La convalescence de la petite enfance

Ce matin, je marche à ses côtés. Sa grande soeur est à l’école, tandis qu’elle trottine doucement le nez en avant.

Fillette devant un tag de coeur qui s'envole street art à Toulouse

Je marche, mes pieds me portent et je la regarde rêver, penser, s’arrêter, repartir de plus belle. En ce début de journée de mois de mai, le ciel est clair, les premiers rayons de soleil orangés. Il fait doux, tout est calme.

Lorsqu’entre deux immeubles une lueur nous frappe, elle se retourne vers moi pour me dire « Il y a du soleil, Maman. Pourquoi là-bas il n’y avait pas de soleil ? ». Ses yeux brillent. Ces deux petites fenêtres ouvertes sur son coeur m’éblouissent et me donnent le tournis. Je sais que derrière elles se cache déjà tout un monde qui ne m’appartient pas.

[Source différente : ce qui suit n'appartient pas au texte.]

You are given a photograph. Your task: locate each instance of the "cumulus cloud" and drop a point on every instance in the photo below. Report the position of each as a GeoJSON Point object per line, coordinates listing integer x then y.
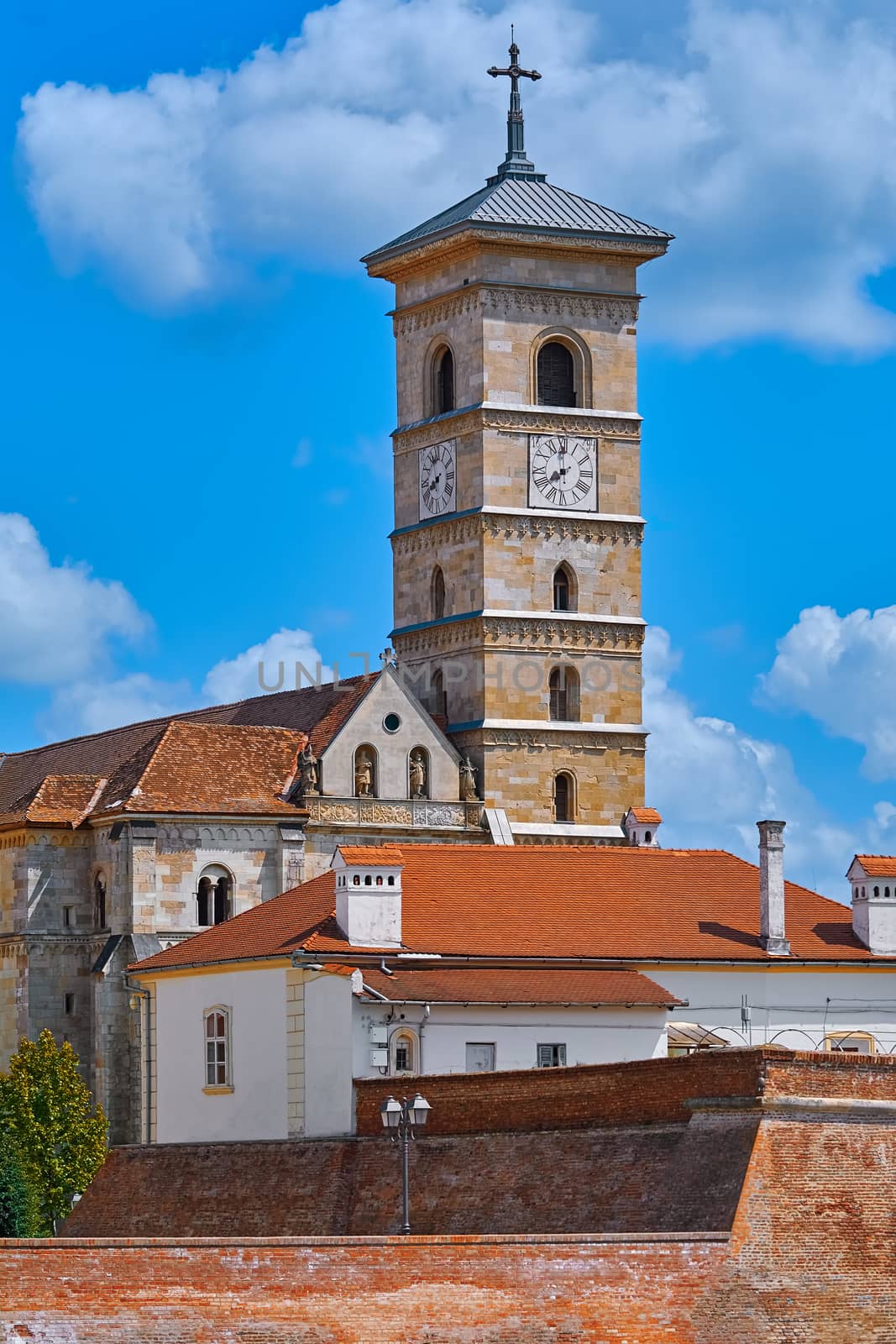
{"type": "Point", "coordinates": [56, 622]}
{"type": "Point", "coordinates": [841, 669]}
{"type": "Point", "coordinates": [284, 662]}
{"type": "Point", "coordinates": [94, 706]}
{"type": "Point", "coordinates": [762, 136]}
{"type": "Point", "coordinates": [712, 783]}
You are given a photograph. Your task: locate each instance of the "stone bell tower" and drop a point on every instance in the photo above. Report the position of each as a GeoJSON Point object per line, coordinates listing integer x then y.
{"type": "Point", "coordinates": [517, 528]}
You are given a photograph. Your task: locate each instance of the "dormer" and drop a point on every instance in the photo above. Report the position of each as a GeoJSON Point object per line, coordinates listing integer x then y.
{"type": "Point", "coordinates": [369, 894]}
{"type": "Point", "coordinates": [872, 878]}
{"type": "Point", "coordinates": [641, 826]}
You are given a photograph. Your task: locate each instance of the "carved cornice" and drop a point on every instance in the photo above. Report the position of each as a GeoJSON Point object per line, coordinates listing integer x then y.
{"type": "Point", "coordinates": [567, 741]}
{"type": "Point", "coordinates": [511, 420]}
{"type": "Point", "coordinates": [403, 813]}
{"type": "Point", "coordinates": [454, 531]}
{"type": "Point", "coordinates": [617, 309]}
{"type": "Point", "coordinates": [521, 633]}
{"type": "Point", "coordinates": [469, 241]}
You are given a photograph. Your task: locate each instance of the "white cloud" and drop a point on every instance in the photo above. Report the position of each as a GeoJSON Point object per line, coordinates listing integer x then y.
{"type": "Point", "coordinates": [56, 622]}
{"type": "Point", "coordinates": [841, 669]}
{"type": "Point", "coordinates": [712, 783]}
{"type": "Point", "coordinates": [94, 706]}
{"type": "Point", "coordinates": [282, 663]}
{"type": "Point", "coordinates": [762, 136]}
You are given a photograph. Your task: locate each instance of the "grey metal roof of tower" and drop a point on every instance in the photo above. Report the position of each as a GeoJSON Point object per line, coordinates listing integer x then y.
{"type": "Point", "coordinates": [527, 203]}
{"type": "Point", "coordinates": [520, 198]}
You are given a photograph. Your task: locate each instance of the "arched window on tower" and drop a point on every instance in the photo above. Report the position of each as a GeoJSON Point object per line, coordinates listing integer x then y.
{"type": "Point", "coordinates": [563, 685]}
{"type": "Point", "coordinates": [100, 900]}
{"type": "Point", "coordinates": [563, 797]}
{"type": "Point", "coordinates": [564, 593]}
{"type": "Point", "coordinates": [555, 371]}
{"type": "Point", "coordinates": [439, 698]}
{"type": "Point", "coordinates": [438, 595]}
{"type": "Point", "coordinates": [443, 373]}
{"type": "Point", "coordinates": [214, 895]}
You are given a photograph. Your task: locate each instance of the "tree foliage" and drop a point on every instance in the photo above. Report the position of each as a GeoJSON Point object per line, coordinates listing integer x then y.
{"type": "Point", "coordinates": [19, 1206]}
{"type": "Point", "coordinates": [47, 1113]}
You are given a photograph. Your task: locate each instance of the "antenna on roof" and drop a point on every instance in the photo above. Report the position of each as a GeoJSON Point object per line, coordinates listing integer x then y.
{"type": "Point", "coordinates": [515, 165]}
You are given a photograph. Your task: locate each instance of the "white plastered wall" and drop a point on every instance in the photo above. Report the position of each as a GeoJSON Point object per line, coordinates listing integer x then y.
{"type": "Point", "coordinates": [257, 1105]}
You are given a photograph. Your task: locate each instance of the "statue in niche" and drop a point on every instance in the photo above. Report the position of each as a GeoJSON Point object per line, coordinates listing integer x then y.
{"type": "Point", "coordinates": [468, 781]}
{"type": "Point", "coordinates": [417, 774]}
{"type": "Point", "coordinates": [308, 768]}
{"type": "Point", "coordinates": [363, 776]}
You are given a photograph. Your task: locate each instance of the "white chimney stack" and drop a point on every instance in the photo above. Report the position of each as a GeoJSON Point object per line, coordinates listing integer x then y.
{"type": "Point", "coordinates": [772, 889]}
{"type": "Point", "coordinates": [369, 894]}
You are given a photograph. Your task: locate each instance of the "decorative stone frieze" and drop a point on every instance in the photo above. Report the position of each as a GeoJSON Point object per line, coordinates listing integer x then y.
{"type": "Point", "coordinates": [521, 632]}
{"type": "Point", "coordinates": [396, 812]}
{"type": "Point", "coordinates": [535, 739]}
{"type": "Point", "coordinates": [512, 420]}
{"type": "Point", "coordinates": [620, 309]}
{"type": "Point", "coordinates": [443, 533]}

Je marche auprès d’elle, mais je ne suis presque pas là. Je repense aux cinq années qui viennent de s’écouler. Je repense à la tempête, à l’amour, à la douleur, à la peur. Je repense à toute cette urgence, toutes ces heures, ces nuits à prier la Terre pour pouvoir fermer les yeux ne serait-ce que quelques secondes. Ces nuits et ces jours, la fatigue ancrée au corps, ce corps si meurtri, gonflé, oublié.

J’ai attendu ce moment avec tant d’impatience. Ce moment où elles seraient enfin à mes côtés, et plus dans mes bras. Ce moment où elles me diraient leurs différences, leurs envies et leurs colères. Ce moment où je retrouverais cette autre moi. Celle que je connaissais si bien, et qui m’a regardée pleurer mon épuisement et ma solitude sans oser s’en mêler.

Ce matin, je marche à ses côtés. Sa grande soeur est à l’école, et dans quelques minutes, nous arriverons dans ce petit recoin de monde où ses amis l’attendent elle aussi. Pour jouer à la dinette, à la trottinette. Des amis qu’elle s’est choisis. Des amis avec qui, loin de moi, elle partagera cette belle journée ensoleillée.

Alors je marche, lentement, le coeur vide et les bras ballants. L’esprit libre et le ventre vibrant. On parle beaucoup de la grossesse, de l’allaitement, des premiers mois, mais que fait-on de notre esprit de femme une fois notre rôle nourricier évaporé ? Mis en sourdine, relégué aux archives.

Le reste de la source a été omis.